Advent in den Zeiten des Terrorismus
«Advent als Zeit der Erwartung». Das ist sehr schön ausgedrückt. Doch: Ist es nicht ein Tun-als-ob? Wir warten auf die Geburt Jesu – die aber schon vor 2000 Jahren stattgefunden hat.
Ist aber Weihnachten nur ein geschichtliches Ereignis? Die Antwort gibt uns der schlesische Barock-Dichter Angelus Silesius mit seinem Sinnspruch: «Und wäre Christus tausendmal in Bethlehem geboren, und nicht in dir: Du bliebest doch in alle Ewigkeit verloren.»
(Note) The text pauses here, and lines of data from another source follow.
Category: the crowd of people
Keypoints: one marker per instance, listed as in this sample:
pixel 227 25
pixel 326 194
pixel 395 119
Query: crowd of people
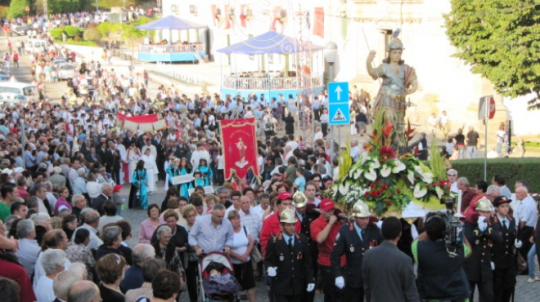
pixel 57 243
pixel 63 236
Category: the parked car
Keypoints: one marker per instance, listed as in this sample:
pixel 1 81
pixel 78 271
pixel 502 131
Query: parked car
pixel 16 91
pixel 34 45
pixel 19 29
pixel 66 71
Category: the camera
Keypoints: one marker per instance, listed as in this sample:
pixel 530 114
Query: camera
pixel 452 237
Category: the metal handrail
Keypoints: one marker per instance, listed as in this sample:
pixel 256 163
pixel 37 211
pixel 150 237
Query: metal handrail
pixel 266 83
pixel 193 47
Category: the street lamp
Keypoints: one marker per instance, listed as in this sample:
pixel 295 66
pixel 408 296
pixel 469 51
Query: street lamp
pixel 330 54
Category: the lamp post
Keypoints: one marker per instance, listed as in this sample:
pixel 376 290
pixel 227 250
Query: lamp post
pixel 330 54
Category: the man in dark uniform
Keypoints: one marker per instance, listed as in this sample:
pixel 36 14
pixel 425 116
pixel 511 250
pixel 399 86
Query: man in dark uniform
pixel 354 240
pixel 306 214
pixel 288 259
pixel 481 235
pixel 504 254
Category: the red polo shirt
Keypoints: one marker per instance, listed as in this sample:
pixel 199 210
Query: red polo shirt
pixel 325 248
pixel 272 227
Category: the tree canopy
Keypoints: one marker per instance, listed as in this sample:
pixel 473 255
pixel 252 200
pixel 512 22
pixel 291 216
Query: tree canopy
pixel 501 40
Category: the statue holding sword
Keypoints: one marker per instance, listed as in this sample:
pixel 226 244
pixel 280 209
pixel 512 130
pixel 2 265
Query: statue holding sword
pixel 398 80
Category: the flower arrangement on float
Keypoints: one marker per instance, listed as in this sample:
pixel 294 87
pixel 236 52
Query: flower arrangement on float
pixel 387 181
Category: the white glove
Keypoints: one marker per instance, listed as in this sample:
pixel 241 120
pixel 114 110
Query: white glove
pixel 272 271
pixel 482 223
pixel 340 282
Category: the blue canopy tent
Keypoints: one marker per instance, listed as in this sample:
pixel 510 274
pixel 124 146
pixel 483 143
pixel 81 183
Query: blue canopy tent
pixel 268 43
pixel 159 53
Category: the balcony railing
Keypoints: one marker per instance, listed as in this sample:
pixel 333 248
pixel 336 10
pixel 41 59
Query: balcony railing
pixel 193 47
pixel 268 82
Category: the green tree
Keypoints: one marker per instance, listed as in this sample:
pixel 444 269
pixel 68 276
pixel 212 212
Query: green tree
pixel 133 35
pixel 17 8
pixel 500 40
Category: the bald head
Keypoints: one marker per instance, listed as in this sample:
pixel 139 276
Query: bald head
pixel 63 282
pixel 84 291
pixel 521 193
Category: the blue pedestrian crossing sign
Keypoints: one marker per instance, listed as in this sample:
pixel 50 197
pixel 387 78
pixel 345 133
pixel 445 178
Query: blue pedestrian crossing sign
pixel 338 103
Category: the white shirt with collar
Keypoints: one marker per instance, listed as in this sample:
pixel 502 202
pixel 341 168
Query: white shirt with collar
pixel 95 241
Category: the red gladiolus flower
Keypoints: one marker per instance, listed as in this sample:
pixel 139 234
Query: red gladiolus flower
pixel 387 152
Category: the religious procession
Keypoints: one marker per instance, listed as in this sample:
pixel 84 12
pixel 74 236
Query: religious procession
pixel 120 185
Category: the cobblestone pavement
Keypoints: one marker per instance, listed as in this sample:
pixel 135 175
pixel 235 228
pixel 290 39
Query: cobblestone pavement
pixel 525 292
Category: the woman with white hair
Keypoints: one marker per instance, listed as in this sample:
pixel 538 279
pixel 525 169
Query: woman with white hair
pixel 43 225
pixel 112 239
pixel 52 261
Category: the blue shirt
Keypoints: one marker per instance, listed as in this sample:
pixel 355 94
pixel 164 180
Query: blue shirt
pixel 359 231
pixel 287 238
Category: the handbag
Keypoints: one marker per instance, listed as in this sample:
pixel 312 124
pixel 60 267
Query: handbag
pixel 521 264
pixel 256 255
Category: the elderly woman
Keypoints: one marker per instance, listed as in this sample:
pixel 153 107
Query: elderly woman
pixel 190 214
pixel 92 186
pixel 149 225
pixel 52 261
pixel 112 239
pixel 110 269
pixel 43 225
pixel 78 251
pixel 166 250
pixel 110 216
pixel 179 235
pixel 240 251
pixel 62 202
pixel 28 247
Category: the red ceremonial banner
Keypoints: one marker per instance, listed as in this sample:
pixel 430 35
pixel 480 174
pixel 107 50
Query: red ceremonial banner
pixel 239 146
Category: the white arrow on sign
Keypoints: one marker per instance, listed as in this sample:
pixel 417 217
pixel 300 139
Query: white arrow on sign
pixel 338 91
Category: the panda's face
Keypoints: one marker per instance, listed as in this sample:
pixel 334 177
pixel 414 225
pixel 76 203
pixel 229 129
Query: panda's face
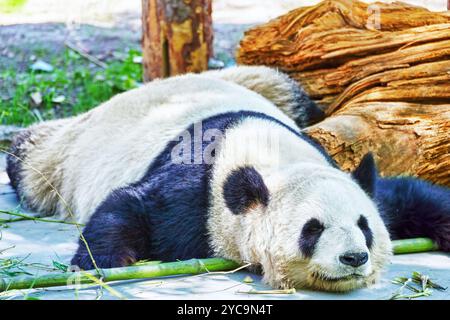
pixel 313 228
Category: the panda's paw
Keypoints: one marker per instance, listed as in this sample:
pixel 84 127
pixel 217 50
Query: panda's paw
pixel 86 262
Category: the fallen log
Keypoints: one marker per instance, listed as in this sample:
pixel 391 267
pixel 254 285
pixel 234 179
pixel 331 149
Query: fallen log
pixel 380 72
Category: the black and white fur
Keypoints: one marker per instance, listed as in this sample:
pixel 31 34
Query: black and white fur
pixel 270 196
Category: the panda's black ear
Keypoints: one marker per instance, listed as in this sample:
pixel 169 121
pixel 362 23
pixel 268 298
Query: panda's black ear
pixel 243 189
pixel 366 174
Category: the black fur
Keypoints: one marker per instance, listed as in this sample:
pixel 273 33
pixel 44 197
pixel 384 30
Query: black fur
pixel 411 207
pixel 162 216
pixel 244 188
pixel 311 232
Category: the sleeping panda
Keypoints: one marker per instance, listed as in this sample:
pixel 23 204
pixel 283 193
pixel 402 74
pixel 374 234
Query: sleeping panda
pixel 216 164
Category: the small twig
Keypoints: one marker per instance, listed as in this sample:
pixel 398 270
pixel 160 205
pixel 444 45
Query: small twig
pixel 26 217
pixel 86 55
pixel 285 291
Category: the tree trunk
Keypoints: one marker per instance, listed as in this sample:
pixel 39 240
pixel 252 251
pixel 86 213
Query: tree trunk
pixel 381 73
pixel 177 37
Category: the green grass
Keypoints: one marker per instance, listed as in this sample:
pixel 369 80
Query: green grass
pixel 9 6
pixel 82 84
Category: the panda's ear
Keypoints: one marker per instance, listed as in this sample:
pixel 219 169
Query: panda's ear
pixel 366 174
pixel 244 188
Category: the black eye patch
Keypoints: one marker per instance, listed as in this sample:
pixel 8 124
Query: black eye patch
pixel 309 237
pixel 364 226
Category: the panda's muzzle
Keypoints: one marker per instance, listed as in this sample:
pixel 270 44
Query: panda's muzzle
pixel 354 259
Oder anders ausgedrückt: Das Fest der Menschwerdung Gottes lädt uns ein, selber immer mehr Menschen: d.h. mitmenschliche Menschen; mit einem Fremdwort ausgedrückt: solche mit Empathie, mit der Fähigkeit, sich in andere hinein zu denken. Konkret könnte dies in unsern Tagen heissen: Wir schauen nicht nur auf unsere Schwierigkeiten, Asylsuchende unterzubringen. Sondern wir fühlen uns in die Situation der Flüchtlinge hin. Wir fragen uns: Würde nicht auch ich fliehen, wenn dauernd in meiner Umgebung Bomben fallen? Oder wenn ich keinen Augenblick sicher bin, nicht von der Staatspolizei oder von Terroristen verhaftet und gefoltert zu werden?
Wenn wir solch einfühlsame Menschen sind, können wir von uns sagen, dass der menschenfreundliche Jesus in uns geboren wurde.
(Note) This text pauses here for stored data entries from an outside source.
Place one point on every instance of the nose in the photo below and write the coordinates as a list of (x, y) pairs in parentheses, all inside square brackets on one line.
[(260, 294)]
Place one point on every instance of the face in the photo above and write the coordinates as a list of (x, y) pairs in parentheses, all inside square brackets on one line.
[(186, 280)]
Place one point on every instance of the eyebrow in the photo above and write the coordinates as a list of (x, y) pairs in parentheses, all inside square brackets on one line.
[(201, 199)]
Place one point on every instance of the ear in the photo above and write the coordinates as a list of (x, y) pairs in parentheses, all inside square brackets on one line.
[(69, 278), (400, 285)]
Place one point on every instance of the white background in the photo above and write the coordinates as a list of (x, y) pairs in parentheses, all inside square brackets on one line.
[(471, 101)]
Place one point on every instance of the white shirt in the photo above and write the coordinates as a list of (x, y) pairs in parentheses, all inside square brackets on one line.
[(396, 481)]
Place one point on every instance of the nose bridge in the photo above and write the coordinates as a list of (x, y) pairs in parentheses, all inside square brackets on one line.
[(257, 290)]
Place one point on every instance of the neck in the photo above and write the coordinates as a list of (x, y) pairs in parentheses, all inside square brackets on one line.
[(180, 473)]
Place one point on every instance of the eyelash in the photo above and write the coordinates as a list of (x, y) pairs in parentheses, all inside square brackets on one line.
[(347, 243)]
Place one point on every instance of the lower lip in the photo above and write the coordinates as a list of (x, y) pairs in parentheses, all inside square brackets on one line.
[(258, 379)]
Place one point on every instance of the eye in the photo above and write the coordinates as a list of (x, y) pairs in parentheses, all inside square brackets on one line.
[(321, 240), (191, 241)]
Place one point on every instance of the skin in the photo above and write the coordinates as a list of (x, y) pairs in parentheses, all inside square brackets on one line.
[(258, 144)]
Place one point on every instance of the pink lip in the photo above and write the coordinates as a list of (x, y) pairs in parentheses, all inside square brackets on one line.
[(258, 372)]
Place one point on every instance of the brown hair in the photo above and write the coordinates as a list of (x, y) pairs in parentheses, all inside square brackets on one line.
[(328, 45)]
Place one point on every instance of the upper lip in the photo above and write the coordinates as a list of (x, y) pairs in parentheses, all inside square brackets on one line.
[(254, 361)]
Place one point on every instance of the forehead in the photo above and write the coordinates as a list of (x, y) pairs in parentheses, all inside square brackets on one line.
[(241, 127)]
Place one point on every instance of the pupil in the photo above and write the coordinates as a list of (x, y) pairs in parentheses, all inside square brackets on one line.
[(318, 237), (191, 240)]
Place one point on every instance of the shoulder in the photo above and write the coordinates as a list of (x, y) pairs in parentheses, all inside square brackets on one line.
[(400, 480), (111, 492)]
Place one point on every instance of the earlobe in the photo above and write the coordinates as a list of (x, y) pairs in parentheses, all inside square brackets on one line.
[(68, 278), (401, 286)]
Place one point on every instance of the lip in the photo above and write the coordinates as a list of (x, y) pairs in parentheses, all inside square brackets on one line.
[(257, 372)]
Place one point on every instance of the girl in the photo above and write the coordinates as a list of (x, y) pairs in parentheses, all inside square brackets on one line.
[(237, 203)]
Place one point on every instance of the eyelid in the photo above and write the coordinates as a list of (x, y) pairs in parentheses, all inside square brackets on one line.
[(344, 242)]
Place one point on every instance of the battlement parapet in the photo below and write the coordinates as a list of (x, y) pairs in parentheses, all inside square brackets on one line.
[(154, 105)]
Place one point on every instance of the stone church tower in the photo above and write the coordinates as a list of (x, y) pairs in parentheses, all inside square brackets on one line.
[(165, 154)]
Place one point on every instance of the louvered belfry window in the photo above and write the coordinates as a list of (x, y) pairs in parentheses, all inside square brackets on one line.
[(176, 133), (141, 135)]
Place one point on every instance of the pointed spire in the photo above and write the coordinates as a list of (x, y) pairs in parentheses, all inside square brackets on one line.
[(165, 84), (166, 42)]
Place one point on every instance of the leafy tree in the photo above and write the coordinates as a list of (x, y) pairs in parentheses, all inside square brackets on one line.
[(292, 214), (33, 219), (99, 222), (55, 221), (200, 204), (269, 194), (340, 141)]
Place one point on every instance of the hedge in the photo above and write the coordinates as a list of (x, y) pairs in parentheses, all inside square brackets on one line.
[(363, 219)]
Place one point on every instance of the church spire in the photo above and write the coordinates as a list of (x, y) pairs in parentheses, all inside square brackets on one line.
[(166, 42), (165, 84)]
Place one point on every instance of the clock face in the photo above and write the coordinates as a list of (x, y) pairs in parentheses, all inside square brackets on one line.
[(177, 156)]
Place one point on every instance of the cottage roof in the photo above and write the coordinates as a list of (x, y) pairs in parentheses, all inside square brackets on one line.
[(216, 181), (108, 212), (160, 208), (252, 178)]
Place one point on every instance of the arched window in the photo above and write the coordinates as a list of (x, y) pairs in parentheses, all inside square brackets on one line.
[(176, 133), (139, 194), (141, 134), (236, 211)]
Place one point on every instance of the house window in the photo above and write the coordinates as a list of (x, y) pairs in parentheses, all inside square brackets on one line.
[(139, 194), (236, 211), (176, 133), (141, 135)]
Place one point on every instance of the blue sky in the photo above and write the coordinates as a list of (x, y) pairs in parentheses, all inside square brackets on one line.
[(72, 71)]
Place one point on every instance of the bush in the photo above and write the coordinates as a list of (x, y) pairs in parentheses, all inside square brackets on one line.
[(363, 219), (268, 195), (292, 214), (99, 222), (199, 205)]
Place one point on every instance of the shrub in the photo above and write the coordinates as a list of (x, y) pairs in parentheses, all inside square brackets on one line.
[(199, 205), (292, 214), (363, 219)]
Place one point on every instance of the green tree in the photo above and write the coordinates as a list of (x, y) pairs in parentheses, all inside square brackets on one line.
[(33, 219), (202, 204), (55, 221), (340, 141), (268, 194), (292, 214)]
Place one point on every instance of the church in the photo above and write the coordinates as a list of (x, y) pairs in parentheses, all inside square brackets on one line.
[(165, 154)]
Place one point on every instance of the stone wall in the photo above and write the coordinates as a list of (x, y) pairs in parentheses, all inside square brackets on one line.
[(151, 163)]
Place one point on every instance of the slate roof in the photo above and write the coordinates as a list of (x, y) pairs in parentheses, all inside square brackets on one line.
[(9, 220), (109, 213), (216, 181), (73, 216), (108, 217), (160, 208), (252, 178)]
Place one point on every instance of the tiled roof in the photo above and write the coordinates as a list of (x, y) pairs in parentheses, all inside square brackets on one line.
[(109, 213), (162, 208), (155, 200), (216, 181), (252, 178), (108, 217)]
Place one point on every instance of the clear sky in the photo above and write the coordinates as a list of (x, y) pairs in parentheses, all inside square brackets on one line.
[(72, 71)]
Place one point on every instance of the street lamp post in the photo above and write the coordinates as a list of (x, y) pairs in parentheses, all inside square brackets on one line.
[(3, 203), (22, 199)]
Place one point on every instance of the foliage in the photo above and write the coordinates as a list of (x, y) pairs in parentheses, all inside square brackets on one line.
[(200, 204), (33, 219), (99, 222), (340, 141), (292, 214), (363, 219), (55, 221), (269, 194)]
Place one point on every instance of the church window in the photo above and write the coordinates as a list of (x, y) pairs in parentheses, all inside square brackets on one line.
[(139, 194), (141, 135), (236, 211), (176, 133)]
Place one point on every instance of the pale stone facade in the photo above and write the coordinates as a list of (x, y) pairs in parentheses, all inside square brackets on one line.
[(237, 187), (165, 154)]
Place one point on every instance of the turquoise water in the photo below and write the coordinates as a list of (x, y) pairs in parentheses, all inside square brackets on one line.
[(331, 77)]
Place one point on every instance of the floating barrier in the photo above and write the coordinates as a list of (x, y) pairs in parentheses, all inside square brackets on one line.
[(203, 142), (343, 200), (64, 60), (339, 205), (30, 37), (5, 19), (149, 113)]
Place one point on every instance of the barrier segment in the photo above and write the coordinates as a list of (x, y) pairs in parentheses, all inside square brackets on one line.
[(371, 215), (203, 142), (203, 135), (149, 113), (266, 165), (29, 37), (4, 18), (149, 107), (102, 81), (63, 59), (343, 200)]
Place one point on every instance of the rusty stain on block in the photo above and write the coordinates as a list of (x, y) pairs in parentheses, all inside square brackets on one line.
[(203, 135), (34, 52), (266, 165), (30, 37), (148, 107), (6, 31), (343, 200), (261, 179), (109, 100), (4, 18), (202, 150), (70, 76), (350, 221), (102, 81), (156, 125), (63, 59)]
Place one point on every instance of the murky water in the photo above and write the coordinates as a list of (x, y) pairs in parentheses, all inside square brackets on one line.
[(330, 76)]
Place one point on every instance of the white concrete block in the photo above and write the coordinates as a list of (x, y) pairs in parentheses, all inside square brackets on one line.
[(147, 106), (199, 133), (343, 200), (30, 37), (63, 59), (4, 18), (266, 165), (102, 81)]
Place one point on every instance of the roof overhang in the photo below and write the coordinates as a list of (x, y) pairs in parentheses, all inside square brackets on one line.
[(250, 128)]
Advent als Zeit der Erwartung: Erst recht, wenn wir auf unsere Welt blicken, ist dies eine recht aktuelle Sache. Wir werden, wie es kürzlich jemand formuliert hat, «erschreckt über den erbarmungslosen Zustand der Erde». (Es folgt im Manuskript ein Abschnitt über die Zerstörung der Erde und die Klimakonferenz …)
»Erbarmungslos» ist das richtige Wort, wenn wir an den Terrorismus denken. Immer mehr wächst die Einsicht, dass Gewalt nicht durch Gegengewalt überwunden wird. Ich habe kürzlich eine erschreckende Statistik gesehen: Allein die USA haben für den Krieg im Irak Hunderte von Milliarden Dollar ausgegeben. Das Ergebnis: Der Teufel wurde mit Belzebul ausgetrieben. Es wird allgemein angenommen, dass ohne diesen Krieg die Terrorbande IS nicht entstanden wäre.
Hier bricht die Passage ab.